Quatre ans plus tard, en 1932, l’écrivain retourne à La Havane et loue une chambre à l’hôtel Ambos Mundos. C’est là qu’il écrira « Pour qui sonne le glas » et de nombreux articles pour des revues américaines. Situé au cœur de La Habana Vieja, l’hôtel est un trésor d’architecture éclectique à l’ambiance intime. Sa chambre, la n.511, dans laquelle il écrivit les premiers chapitres de « Pour qui sonne le glas », a été transformée en musée et constitue un lieu de pèlerinage pour les touristes fans de l’écrivain.

ERNEST HEMINGWAY à la havane

L’écrivain Lisandro Otero révéla d’Hemingway qu’il avait découvert à Cuba le goût de l’avocat, l’ananas et la mangue. Ernest Hemingway parle de tout cela dans un article qu’il a intitulé « Espadons loin du Morro : une lettre cubaine », qu’il publia dans la revue Esquire. Son second séjour à Cuba eut lieu d’avril à juin 1932, le troisième un an plus tard. Pendant ce temps, il écrivit deux de ses meilleurs romans et s’aperçut que le climat cubain et ses activités sportives le stimulaient physiquement et mentalement. Il aimait à dire que Cuba « le remplissait de jus », ce qui était sa manière de dire qu’une grande énergie créatrice l’envahissait.

Une finca typique à Cuba

Par la suite, Hemingway et sa femme Martha Gelhorn achèteront une « finca » de style colonial qui verra passer quantité d’artistes, dont Gary Cooper, Ava Gardner… On ne peut suivre les traces d’Hemingway sans visiter cette superbe demeure qu’il acheta grâce aux droits de l’adaptation cinématographique de « Pour qui sonne le glas ». Elle se visite uniquement de l’extérieur, depuis que le président Gorbatchev y cassa un vase lors de sa visite dans les années 90, mais l’intérieur est facilement visible grâce aux nombreuses fenêtres et baies vitrées grandes ouvertes.

On y plonge dans l’univers du Prix Nobel et on peut découvrir entre autres ses trophées de chasse en Afrique, sa précieuse machine à écrire, une multitude de livres dans tous les coins, les tombes de ses 4 chiens et son yacht le Pilar à bord duquel il avait pour habitude de partir à la pêche au marlin.

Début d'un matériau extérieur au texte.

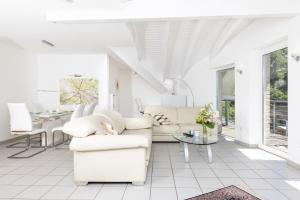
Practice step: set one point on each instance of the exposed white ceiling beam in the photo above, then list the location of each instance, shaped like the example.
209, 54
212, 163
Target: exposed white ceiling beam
172, 31
142, 10
198, 32
232, 29
128, 56
137, 30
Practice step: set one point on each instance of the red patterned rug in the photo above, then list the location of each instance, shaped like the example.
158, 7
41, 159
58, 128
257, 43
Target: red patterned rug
227, 193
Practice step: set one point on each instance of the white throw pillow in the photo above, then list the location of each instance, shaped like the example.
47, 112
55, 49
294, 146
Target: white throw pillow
162, 119
84, 126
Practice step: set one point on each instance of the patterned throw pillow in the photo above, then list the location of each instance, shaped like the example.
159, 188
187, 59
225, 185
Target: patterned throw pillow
161, 119
108, 129
155, 123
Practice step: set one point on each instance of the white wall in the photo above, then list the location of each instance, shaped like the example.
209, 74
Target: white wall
202, 80
18, 80
131, 86
119, 73
294, 93
141, 89
52, 68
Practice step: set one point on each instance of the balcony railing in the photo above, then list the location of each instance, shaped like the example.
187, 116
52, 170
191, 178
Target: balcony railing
279, 117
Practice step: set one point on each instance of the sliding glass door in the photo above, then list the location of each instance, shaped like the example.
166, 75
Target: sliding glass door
226, 100
275, 96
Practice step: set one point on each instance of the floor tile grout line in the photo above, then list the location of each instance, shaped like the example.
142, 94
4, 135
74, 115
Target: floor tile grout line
172, 173
151, 174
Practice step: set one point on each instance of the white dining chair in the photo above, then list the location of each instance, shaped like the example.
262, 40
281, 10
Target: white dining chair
89, 109
78, 112
21, 125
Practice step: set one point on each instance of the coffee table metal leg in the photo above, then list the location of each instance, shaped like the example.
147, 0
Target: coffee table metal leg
186, 152
209, 153
181, 148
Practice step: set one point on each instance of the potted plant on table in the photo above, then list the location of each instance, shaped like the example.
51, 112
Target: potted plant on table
206, 118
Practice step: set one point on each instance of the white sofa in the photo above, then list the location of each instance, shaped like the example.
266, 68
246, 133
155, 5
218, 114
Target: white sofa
110, 158
182, 119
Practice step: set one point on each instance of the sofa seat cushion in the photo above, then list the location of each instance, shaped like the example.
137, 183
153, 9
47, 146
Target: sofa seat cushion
165, 129
108, 142
169, 112
115, 119
142, 132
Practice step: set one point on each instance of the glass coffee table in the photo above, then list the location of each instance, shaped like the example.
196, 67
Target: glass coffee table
196, 141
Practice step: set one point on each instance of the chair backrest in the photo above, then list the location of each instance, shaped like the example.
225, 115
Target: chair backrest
78, 112
20, 119
89, 109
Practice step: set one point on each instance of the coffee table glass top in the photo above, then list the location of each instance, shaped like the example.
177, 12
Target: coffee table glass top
196, 140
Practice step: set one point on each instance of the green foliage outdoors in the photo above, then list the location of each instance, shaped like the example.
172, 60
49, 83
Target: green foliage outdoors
279, 74
230, 110
206, 116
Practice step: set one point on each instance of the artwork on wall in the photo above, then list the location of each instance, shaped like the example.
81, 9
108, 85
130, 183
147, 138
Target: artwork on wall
78, 91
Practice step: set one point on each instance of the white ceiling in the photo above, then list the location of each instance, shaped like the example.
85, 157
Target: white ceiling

La Finca « la Vigia » se trouve à une quinzaine de kilomètres au Sud est de La Havane, à San Francisco de Paula. Elle est nichée au cœur d’un parc luxuriant qui surplombe la vallée et offre une magnifique vue sur La Havane avec, au loin, la mer. Elle abrite aujourd’hui le musée Ernest Hemingway. Ce havre de paix, où il composera nombre de romans et nouvelles, l’écrivain ne le quittera qu’en 1960, lorsque les relations seront rompues entre les États-Unis et Fidel Castro. Son départ n’avait alors rien de définitif, mais la crise des missiles en a décidé autrement. Un an après, l’auteur du « Vieil Homme et la mer » se tuera d’une décharge de fusil de chasse.

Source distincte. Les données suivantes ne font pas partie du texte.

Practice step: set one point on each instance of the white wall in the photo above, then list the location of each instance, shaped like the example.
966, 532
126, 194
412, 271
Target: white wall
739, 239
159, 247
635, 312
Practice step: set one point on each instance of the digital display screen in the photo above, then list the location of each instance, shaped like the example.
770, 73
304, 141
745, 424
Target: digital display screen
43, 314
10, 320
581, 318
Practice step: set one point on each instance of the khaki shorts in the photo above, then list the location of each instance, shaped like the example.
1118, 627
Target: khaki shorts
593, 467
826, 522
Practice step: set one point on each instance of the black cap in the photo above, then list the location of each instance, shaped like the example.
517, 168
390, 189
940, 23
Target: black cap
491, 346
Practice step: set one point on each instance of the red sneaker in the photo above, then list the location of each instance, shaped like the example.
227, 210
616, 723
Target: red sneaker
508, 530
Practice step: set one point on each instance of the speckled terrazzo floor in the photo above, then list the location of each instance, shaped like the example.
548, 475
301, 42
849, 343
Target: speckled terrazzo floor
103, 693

Ernest Hemingway, bien qu’Américain, n’appartient pas aux yeux des Cubains aux Yankees et autres impérialistes régulièrement dénoncés à La Havane.

Photo prise à la Havane
cocktail et fête à Cuba

Il aimait la littérature, mais aussi la fête et l’alcool, trois passions auxquelles il s’adonna sans réserve dans le périmètre magique de la vieille Havane. Pour l’alcool, Hemingway avait ses habitudes à La Bodeguita del Medio. C’est devenu depuis un lieu emblématique de la capitale de Cuba, grâce à lui. Tout comme lui, on peut y siroter la spécialité de la maison, un mojito, ce cocktail à base de rhum cubain, de jus de citron, de sucre et de menthe écrasée.